Ex Parte: Official Weblog of Harvard Federalist Society
"If you don't look for something, you won't find it."


The title of this post is the conclusion that David Gerstman reaches after reading the conclusions of the EU's self-investigation of whether "European Union aid was diverted to fund Palestinian suicide bombers." I'm equally skeptical, noting that the Jerusalem Post also reports that the statement says:
"Some of the practices of the past, such as the payment of salaries to convicted persons or the financial aid given to the families of "martyrs" as well as the Fatah contributions by PA staff, are liable to be misunderstood and so to lead to allegations that the PA is supporting terrorism," it said.

"These issues should be raised with the PA."
The Israeli Foreign Ministry went even further, criticizing the report as a whitewash: "[t]here is specific, detailed, incontrovertible evidence that shows the contrary is the case." The belief that a commission like OLAF or the UN's (Volcker-led) internal Oil-for-Food investigation can release a public report condemning its own sponsor has never made much sense to me.
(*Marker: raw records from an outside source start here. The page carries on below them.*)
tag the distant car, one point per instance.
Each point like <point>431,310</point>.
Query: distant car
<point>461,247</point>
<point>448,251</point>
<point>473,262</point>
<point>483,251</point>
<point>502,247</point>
It's one thing when the investigation is forward-looking, examining ongoing activity. But when it's a historical account and all the harms are in the past (conveniently, the PA has a new prime minister who everyone is crediting, right now at least, with cracking down on the PA's support for terror), it's all-too-easy for everyone to believe the only harm that can be done is to the organization's future interests.

That's the charitable view, of course. The other way to look at it is to believe that many in the EU believe that Palestinian terrorism is justified and intend to support it in the future. And that skepticism drives the organizational harms that whitewashing commissions always fail to recognize.